Miguel Alves apontou ainda que “quando a Assembleia Municipal do Porto decide que o Porto deve sair da ANMP, isso pressupõe que haja uma instância a dialogar com o governo sobre os mais variados temas, não é viável que 308 municípios dialoguem bilateralmente com o governo e não é viável que haja regras específicas para uns municípios e regras diferentes”. “Não acredito que o Governo agora ceda e dialogue agora diretamente com o Porto sobre esta matéria e ao lado estar a dialogar com a ANMP e criar regras e critérios diferentes”, concluiu.
É também isso que acha o vice-presidente da ANMP: “Pergunto em que é o Porto sai mais forte com isto? Imagina o Porto que vai ter um regime de exceção porque saiu da ANMP?”, questionou Rui Santos, que também é presidente da câmara de Vila Real.
“Acho que o Porto, que, por exemplo, também não faz parte da empresa Águas do Norte, nos últimos anos tem seguido um caminho que é preocupante, que é um caminho de isolamento e que, quando não manda, não decide, não lidera, resolve sair e isso deixa-me preocupado relativamente ao futuro próximo e a projetos conjuntos que a região deveria pugnar”, afirmou à agência Lusa o autarca.

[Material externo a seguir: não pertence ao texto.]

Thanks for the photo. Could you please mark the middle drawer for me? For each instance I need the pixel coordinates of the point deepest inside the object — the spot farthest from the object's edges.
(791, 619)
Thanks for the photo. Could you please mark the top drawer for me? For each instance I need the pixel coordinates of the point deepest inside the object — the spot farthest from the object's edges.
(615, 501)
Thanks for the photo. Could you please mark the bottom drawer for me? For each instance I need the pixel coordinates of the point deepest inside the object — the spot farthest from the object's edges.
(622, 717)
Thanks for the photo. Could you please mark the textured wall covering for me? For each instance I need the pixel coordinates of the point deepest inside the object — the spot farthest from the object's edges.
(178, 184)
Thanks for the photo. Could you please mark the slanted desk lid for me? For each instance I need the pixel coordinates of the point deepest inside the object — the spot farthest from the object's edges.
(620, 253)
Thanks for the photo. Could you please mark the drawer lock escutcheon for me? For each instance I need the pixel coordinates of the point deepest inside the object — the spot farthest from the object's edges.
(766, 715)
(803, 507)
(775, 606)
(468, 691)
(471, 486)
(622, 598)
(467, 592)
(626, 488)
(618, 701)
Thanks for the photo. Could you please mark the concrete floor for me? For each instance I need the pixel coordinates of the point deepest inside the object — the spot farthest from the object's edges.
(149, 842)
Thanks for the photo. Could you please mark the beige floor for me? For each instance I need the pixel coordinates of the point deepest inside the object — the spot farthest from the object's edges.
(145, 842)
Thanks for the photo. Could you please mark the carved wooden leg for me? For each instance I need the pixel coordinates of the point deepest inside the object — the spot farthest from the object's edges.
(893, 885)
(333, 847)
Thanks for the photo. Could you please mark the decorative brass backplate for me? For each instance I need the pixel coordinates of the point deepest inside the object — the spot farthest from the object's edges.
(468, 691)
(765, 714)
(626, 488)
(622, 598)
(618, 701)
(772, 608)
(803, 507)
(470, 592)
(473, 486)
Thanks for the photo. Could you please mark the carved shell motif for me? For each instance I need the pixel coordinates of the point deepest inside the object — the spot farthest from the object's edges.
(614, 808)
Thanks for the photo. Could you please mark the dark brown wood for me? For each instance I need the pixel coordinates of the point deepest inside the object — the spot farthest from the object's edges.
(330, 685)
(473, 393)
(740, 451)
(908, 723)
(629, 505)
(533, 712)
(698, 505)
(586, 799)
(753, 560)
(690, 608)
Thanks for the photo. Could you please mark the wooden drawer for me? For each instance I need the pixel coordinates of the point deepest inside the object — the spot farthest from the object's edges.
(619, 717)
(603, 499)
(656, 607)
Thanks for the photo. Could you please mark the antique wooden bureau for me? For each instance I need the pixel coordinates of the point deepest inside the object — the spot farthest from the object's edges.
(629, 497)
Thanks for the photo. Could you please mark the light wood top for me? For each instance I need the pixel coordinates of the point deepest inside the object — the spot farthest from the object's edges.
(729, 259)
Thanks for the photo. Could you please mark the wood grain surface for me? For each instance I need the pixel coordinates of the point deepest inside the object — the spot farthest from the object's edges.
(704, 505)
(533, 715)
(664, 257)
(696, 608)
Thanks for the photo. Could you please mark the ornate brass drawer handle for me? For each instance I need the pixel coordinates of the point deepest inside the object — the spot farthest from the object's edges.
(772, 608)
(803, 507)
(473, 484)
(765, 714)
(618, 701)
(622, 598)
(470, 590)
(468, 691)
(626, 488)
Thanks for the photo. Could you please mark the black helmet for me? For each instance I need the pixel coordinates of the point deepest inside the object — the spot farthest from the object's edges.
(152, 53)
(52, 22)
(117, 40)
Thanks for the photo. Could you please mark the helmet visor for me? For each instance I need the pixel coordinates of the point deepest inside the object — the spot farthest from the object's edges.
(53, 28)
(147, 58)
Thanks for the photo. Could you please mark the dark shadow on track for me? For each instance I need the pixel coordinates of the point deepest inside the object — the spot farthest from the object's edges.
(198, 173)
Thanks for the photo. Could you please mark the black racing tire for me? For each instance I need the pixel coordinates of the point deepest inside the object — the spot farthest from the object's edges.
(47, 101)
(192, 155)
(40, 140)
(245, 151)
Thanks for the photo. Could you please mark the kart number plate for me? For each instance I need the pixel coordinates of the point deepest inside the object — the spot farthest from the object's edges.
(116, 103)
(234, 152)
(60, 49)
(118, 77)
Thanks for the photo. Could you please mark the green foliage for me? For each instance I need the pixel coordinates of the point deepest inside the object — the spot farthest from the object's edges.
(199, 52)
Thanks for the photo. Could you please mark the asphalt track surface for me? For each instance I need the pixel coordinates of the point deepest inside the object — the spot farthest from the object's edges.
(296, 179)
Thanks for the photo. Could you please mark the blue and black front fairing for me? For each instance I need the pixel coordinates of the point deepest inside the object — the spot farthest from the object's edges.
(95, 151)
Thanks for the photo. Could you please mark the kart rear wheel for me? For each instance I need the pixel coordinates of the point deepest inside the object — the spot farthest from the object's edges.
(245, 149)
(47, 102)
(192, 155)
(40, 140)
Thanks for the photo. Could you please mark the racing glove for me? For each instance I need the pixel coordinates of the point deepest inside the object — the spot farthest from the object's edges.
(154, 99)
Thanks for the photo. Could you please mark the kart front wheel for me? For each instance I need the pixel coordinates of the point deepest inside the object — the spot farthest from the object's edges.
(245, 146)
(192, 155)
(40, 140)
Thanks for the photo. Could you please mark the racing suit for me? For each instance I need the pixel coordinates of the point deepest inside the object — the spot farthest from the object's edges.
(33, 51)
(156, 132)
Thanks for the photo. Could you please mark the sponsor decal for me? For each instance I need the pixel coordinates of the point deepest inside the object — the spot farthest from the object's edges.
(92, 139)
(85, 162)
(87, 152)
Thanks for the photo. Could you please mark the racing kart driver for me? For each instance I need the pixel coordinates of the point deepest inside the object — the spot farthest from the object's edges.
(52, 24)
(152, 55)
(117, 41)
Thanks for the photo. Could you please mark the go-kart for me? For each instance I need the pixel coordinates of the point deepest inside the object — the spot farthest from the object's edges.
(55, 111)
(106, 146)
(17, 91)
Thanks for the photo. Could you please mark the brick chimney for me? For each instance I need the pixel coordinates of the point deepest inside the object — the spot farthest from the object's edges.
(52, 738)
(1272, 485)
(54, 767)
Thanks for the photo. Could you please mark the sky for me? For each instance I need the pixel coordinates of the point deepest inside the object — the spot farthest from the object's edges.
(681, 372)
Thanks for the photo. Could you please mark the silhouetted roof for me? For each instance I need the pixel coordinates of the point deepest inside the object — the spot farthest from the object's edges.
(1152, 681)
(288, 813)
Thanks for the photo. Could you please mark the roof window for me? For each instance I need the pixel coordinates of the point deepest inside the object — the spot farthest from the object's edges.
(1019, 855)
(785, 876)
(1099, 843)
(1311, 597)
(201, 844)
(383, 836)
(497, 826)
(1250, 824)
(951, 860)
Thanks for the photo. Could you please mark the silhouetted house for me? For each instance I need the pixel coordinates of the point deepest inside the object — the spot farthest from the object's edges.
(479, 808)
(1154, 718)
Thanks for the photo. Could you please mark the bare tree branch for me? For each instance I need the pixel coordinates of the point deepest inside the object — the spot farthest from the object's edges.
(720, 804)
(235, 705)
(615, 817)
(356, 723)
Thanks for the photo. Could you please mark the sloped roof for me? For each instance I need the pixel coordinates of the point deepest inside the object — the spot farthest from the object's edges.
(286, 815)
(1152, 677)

“Acho que fica claro que o Norte não pode aceitar trocar o centralismo de Lisboa pelo Portocentrismo. Relativamente à regionalização, é uma convicção que vai crescendo a cada dia que passa. Devemos ter o Porto e a Área Metropolitana de um lado e o resto da região Norte do outro”, frisou. E continuou: “Sendo o Porto muito importante e sendo o doutor Rui Moreira um político de mão cheia, prefere jogar sozinho do que jogar em equipa”.
Viana do Castelo concorda: Rui Moreira “desistiu de ser a voz reivindicativa e ativa do Norte” e contribuiu para a “página mais escura e triste da história do Porto”. “Não existem processos perfeitos, nem modelos de descentralização imaculados. Defendo uma implementação acompanhada e dialogada, avaliada e dinamicamente melhorada, porque não existem métodos fáceis para resolver situações complexas”, sustentou o socialista Luís Nobre.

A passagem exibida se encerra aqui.